Jan 20, 2009

Third Grade Poster

Today is Inauguration Day. I have never seen so much excitement from everyone on Inauguration Day before. Words like "renewal", "hope", and "change" are on everyone's lips. Barack Obama's Inauguration is openly being compared to JFK's Inauguration and FDR's Inauguration. But, because I wasn't alive then and don't have the privilege of time travel, Obama's Inauguration reminds me of a very special day when I was in third grade.

One day, Ms. Kozak, my third grade teacher handed out large sheets of poster board and placed boxes of markers on our desks. She asked us to create a poster to celebrate Martin Luther King Jr. Day for the Palm Beach County Martin Luther King Jr. Day Poster Contest.

We all diligently went to work on our posters. Now, I had and still have little artistic skill. My sister is actually the artist of the family. She could draw Disney's The Lion King characters before she knew how to describe them in words! Most of my classmates drew remarkable portraits of Dr. King. After about an hour of doodling, here's what I managed to put on paper (a shoddy electronic 2 minute remake- not the actual poster):

A few weeks after Ms. Kozak collected our posters, she announced that the winner of the poster contest was in our class! I knew it had to be Sean because his portrait of Dr. King looked just like a photograph. But, I was wrong. Ms. Kozak said my name! I was to go to Pine Grove Elementary School on Martin Luther King Jr. Day to attend a celebration and accept a certificate!

I was so proud. As I walked out of the classroom at the end of the day, Ms. Kozak handed me a letter to give to my parents. She said in it included more information about the Martin Luther King Jr. Day celebration. When my parents opened the letter that night, my mom told me that maybe it would be too dangerous to go to the celebration.

Dangerous? Third grade for me, was 15 years ago. And 15 years ago, Pine Grove Elementary School was an impoverished public elementary school located in the heart of an economically depressed community. The area was frequently on the news making headlines in crime. Generally, it was an area that most people tried to avoid. But, after some thought, my parents decided that it was important for us to go.

On Martin Luther King Jr. Day, I put on my favorite moon sweater and wore my brand new white cowboy boots (fashion is also not one of my strong suits). I was ready for this big day. We drove to Pine Grove Elementary School and my parents were visibly nervous. We checked to make sure our car doors were locked twice before leaving the car and took out anything valuable. The mood, however, changed drastically as soon as we stepped into the gym for the celebration. The gym was brimming with people. My memories of the ceremony are a bit fuzzy now. But there is one moment that I will never forget.
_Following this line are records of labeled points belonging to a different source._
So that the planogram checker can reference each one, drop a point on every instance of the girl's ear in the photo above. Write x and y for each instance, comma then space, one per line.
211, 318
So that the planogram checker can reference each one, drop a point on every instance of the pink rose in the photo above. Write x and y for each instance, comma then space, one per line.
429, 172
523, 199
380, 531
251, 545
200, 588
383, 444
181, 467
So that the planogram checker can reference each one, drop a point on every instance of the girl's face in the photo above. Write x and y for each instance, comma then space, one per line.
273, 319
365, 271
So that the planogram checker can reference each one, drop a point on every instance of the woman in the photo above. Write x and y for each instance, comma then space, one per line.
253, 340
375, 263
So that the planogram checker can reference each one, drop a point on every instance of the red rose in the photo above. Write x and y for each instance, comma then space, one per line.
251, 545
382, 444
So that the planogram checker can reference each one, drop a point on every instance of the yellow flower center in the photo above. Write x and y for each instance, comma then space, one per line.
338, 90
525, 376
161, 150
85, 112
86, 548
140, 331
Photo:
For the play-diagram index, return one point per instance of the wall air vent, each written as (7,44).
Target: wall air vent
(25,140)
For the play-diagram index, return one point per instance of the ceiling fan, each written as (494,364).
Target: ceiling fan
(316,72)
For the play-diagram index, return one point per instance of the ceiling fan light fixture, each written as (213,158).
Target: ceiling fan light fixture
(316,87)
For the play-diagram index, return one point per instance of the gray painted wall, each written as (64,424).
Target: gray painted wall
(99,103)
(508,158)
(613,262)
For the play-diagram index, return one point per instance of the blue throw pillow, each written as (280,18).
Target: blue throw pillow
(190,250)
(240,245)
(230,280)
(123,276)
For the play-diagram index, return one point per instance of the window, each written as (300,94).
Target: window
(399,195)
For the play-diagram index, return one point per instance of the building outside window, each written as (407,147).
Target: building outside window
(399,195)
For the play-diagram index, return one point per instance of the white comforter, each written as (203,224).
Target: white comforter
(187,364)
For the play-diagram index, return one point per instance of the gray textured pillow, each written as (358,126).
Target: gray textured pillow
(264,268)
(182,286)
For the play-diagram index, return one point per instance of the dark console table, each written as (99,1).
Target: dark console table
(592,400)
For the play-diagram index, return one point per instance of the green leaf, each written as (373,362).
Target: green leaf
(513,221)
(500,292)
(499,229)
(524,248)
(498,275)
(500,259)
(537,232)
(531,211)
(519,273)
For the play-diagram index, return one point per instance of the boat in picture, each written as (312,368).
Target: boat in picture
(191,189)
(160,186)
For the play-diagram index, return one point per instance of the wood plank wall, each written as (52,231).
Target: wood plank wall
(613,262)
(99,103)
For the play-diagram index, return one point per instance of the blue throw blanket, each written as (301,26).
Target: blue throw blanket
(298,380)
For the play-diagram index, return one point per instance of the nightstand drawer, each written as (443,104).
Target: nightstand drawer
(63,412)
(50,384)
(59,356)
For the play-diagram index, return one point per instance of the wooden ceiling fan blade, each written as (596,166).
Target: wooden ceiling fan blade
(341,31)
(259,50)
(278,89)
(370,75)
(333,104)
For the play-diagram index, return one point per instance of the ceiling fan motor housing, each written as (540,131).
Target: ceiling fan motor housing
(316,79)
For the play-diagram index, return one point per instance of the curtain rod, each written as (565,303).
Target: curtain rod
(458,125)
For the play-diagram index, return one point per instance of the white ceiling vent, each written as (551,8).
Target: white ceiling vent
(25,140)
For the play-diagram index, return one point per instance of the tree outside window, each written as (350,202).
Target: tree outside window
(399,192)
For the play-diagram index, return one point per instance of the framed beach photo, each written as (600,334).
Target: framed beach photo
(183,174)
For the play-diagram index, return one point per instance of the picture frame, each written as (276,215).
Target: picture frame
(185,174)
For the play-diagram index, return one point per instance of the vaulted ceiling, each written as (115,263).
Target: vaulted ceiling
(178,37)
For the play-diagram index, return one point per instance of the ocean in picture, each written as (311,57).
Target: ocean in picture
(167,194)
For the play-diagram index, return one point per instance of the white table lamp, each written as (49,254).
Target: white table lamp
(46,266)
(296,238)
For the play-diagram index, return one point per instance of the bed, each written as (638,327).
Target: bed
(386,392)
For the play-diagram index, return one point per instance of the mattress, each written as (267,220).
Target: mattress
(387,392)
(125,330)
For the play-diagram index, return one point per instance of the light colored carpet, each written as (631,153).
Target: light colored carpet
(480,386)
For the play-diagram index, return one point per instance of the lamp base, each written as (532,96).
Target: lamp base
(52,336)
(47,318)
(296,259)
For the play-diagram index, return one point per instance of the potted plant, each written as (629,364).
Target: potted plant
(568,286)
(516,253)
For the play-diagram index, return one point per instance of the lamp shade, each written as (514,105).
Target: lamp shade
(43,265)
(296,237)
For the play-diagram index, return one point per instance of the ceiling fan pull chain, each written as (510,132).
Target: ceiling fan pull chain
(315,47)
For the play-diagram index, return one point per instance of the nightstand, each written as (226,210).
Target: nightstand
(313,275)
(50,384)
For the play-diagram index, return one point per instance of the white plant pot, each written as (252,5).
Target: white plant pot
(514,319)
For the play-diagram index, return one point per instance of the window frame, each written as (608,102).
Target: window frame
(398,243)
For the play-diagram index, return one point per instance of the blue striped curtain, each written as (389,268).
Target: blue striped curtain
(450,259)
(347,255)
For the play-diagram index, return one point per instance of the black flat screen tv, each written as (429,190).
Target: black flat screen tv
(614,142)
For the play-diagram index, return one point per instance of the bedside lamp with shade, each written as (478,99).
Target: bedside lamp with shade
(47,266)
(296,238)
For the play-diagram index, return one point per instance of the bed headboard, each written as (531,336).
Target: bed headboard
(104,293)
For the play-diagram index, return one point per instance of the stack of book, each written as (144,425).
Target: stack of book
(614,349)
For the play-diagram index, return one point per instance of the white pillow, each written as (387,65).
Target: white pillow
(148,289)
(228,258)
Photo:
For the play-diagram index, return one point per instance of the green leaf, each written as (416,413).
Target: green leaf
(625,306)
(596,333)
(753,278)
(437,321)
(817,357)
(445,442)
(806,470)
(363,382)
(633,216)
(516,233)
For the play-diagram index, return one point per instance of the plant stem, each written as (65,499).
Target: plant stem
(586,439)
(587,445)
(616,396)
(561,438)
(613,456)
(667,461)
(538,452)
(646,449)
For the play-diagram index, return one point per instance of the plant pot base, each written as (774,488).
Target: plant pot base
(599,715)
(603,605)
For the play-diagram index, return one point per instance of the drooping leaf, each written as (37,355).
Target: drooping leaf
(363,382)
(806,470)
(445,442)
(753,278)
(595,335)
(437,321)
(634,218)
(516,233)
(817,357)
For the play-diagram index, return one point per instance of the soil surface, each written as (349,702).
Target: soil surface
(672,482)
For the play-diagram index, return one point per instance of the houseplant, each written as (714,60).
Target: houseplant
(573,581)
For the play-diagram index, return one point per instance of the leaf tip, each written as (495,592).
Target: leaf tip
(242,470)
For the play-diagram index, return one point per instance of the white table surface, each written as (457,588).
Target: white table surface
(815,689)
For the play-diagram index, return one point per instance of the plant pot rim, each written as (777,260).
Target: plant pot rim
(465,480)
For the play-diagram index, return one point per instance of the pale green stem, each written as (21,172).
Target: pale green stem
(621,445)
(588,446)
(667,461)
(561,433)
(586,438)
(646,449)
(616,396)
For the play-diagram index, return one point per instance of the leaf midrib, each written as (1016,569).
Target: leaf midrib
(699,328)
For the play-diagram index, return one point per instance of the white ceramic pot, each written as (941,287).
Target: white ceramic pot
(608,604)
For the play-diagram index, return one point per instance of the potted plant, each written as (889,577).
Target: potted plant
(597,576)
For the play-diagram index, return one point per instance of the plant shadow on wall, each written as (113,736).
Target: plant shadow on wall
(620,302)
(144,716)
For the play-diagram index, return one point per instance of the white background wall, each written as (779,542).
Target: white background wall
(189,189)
When I was called up to the podium to stand next to my poster, I was greeted with a standing ovation. The audience was at least 70% African American and everyone was wearing their Sunday best. I will never forget the feeling of standing in front of such a large audience of strangers of all different races and backgrounds cheering. For those few seconds we stood together not to celebrate a poster, but to celebrate the message of peace, equality, and a shared humanity-- Dr. King's message. For those few moments, Pine Grove Elementary School was not a place to be feared, but an oasis to be envied.

An Obama Cookie!

Barack Obama is now the 44th President of the United States. It may have taken us 46 years since Dr. King shared his dream, and 15 years since my third grade poster, but our new President has accomplished the dream. In his inaugural address, President Obama said:

For we know that our patchwork heritage is a strength, not a weakness. We are a nation of Christians and Muslims, Jews and Hindus - and non-believers. We are shaped by every language and culture, drawn from every end of this Earth; and because we have tasted the bitter swill of civil war and segregation, and emerged from that dark chapter stronger and more united, we cannot help but believe that the old hatreds shall someday pass; that the lines of tribe shall soon dissolve; that as the world grows smaller, our common humanity shall reveal itself; and that America must play its role in ushering in a new era of peace.

Today is not just a momentous day for the minorities in America, but for everyone.

If I could draw a poster (this still comes with great difficulty) that embraced my dream for health care, here's what it would look like. It would take place in my dad's doctor's examining room. My dad would be facing the doctor. My mom, my sister, and I would be standing off to left of my dad. A nurse would be standing right next to the doctor. The nurse would be holding a few pamphlets ready to give them to my dad. The doctor would be pointing to a diagram of a foot displayed on a computer screen with his right hand. In his left hand, the doctor would be clutching a clipboard detailing a health regimen my dad should follow. A clock would be noticeably absent from the poster. And most importantly, we would all be smiling.

Hopefully, that's what we will be celebrating in 15 years. What would your posters look like? Happy Inauguration Day!